El ladrón de los calcetines


Estoy hasta la madre que se me pierdan los calcetines. Tengo toda la vida perdiendo, no uno, no dos, sino millones de calcetines dejándome pedazos impares de tela que no van con ninguno de mis zapatos.
A veces, me gustaba creer que era un pequeño ser que vivía en la lavadora. Que gustaba de irritar a los dueños de esta desapareciendo siempre uno, el de los calcetines favoritos.

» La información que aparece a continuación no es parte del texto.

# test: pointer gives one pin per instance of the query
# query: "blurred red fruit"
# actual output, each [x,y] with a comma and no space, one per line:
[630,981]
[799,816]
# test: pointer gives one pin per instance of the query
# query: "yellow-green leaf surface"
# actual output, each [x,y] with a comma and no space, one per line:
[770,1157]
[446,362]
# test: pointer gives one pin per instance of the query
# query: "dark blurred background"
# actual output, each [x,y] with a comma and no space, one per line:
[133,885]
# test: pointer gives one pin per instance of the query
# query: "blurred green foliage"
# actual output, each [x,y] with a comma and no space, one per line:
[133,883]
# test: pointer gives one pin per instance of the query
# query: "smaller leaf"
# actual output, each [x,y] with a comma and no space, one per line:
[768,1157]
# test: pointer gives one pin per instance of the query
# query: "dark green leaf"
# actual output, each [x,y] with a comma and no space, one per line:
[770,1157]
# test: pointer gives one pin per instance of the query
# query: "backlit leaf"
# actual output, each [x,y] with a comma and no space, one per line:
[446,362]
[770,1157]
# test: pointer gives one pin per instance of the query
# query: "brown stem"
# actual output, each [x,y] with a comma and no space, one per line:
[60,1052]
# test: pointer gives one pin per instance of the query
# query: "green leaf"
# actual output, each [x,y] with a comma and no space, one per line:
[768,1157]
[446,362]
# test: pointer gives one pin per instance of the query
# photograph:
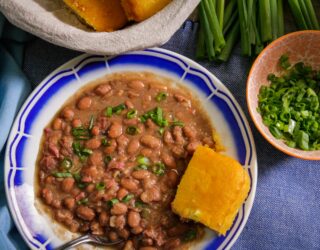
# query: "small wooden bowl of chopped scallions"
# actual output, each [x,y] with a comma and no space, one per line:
[283,94]
[289,106]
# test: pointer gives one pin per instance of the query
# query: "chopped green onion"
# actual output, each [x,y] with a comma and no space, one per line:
[91,122]
[100,186]
[140,204]
[107,159]
[108,112]
[177,123]
[83,201]
[112,202]
[127,198]
[118,109]
[104,141]
[66,163]
[161,96]
[143,160]
[159,169]
[62,175]
[81,133]
[189,235]
[141,167]
[161,131]
[132,113]
[132,130]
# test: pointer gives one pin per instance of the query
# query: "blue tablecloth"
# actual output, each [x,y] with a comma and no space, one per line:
[286,211]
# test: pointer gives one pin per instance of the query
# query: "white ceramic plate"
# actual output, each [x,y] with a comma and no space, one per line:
[51,21]
[35,226]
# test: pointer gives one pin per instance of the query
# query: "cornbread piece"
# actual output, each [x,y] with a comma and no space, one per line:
[212,190]
[102,15]
[139,10]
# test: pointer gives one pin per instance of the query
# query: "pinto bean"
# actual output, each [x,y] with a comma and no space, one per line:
[133,219]
[103,218]
[148,248]
[96,158]
[119,209]
[168,160]
[69,203]
[67,113]
[115,130]
[102,89]
[172,244]
[140,174]
[167,137]
[151,194]
[172,180]
[129,104]
[137,230]
[93,143]
[129,245]
[95,130]
[63,215]
[57,124]
[47,195]
[150,141]
[85,213]
[76,123]
[122,193]
[129,184]
[113,236]
[191,147]
[67,184]
[189,132]
[177,134]
[133,146]
[84,103]
[136,85]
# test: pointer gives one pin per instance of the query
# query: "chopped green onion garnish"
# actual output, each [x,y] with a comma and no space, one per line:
[177,123]
[107,159]
[117,109]
[66,163]
[62,175]
[112,202]
[104,141]
[100,186]
[132,130]
[161,131]
[189,235]
[142,160]
[161,96]
[132,113]
[81,133]
[83,201]
[141,167]
[127,198]
[140,204]
[91,123]
[159,168]
[108,112]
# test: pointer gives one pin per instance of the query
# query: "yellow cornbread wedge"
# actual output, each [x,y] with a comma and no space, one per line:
[139,10]
[102,15]
[212,190]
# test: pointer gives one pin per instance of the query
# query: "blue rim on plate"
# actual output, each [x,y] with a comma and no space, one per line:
[46,99]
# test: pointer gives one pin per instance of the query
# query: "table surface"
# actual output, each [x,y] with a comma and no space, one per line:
[286,210]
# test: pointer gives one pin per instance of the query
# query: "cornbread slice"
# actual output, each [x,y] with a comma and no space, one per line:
[102,15]
[139,10]
[212,190]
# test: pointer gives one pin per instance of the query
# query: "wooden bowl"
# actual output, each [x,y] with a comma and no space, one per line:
[301,46]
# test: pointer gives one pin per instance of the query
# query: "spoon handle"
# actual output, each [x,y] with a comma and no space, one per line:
[83,239]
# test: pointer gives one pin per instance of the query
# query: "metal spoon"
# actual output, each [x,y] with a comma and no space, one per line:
[89,238]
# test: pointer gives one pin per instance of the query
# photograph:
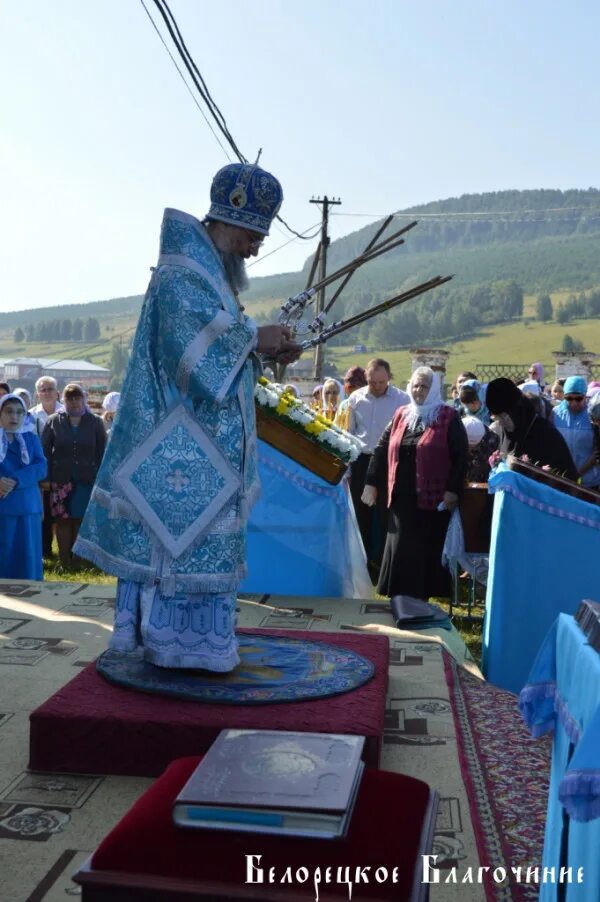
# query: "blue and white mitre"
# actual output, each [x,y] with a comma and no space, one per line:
[245,195]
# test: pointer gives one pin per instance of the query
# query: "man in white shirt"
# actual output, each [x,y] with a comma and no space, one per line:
[46,389]
[370,410]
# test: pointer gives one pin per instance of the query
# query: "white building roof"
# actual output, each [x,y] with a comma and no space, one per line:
[48,363]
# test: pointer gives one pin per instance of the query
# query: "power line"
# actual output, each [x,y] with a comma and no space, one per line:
[196,76]
[181,75]
[285,244]
[202,88]
[488,213]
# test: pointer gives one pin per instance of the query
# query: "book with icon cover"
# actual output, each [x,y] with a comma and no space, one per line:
[269,781]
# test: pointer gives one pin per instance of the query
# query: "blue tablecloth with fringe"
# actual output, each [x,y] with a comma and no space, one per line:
[543,562]
[303,538]
[562,694]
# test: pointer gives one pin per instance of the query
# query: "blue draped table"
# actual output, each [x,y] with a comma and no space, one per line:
[563,694]
[543,562]
[302,534]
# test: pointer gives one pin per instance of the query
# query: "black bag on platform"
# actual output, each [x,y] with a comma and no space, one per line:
[416,614]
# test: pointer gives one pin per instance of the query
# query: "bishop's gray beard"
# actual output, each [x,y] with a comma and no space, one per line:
[235,270]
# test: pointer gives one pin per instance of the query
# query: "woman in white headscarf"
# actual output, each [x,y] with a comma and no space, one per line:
[332,394]
[423,453]
[22,466]
[110,405]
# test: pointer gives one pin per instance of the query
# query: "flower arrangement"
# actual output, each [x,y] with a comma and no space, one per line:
[274,401]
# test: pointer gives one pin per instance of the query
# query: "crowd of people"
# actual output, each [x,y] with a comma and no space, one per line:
[49,458]
[419,452]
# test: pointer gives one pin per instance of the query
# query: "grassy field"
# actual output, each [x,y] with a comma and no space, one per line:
[518,342]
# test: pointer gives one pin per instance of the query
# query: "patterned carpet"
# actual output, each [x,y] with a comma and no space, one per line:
[50,823]
[507,776]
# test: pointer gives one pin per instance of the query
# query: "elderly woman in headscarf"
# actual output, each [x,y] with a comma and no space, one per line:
[572,420]
[423,453]
[523,431]
[536,373]
[73,442]
[482,443]
[22,466]
[110,405]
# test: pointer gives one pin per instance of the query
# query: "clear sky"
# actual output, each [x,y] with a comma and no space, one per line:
[385,104]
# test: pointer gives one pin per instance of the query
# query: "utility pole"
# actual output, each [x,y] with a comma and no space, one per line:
[325,240]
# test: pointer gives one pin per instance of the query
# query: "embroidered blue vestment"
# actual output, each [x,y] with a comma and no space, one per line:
[171,500]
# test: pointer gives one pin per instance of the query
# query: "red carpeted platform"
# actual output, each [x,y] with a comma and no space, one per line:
[92,727]
[146,857]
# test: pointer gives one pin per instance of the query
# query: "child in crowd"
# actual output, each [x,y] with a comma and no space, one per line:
[22,466]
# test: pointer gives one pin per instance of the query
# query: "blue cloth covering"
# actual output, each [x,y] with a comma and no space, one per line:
[563,694]
[302,534]
[543,562]
[271,669]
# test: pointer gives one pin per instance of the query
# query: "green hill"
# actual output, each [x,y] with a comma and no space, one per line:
[503,248]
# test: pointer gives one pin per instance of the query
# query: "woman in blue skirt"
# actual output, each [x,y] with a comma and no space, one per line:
[22,466]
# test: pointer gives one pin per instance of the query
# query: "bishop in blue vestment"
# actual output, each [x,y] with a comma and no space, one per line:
[169,509]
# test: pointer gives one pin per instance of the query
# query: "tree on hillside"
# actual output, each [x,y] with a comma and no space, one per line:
[119,357]
[91,329]
[571,345]
[544,309]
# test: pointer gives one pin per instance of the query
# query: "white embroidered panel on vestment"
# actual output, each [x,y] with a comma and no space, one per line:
[177,480]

Pero nunca logré encontrarlo, y para mi esos calcetines pasaron a mejor vida. A veces, hasta me gusta creer que están en un lugar mejor.
Una vez, mi padre me dijo que lo que pasaba era que las lavadoras eran un puente interdimensional hacia un universo que, obviamente se alimentaba de calcetines viejos y usados.
Me gusta pensar que es así, y que cuando sueño, nado en un universo lleno de todos los pares de mis calcetines perdidos, de los favoritos, de esos suavecitos, de los que tenían delitos, de los de colorcitos. Que me abrazan y me dan la bienvenida, me dicen cuanto me han extrañado, como a su otro par, y que que bueno que los pude encontrar.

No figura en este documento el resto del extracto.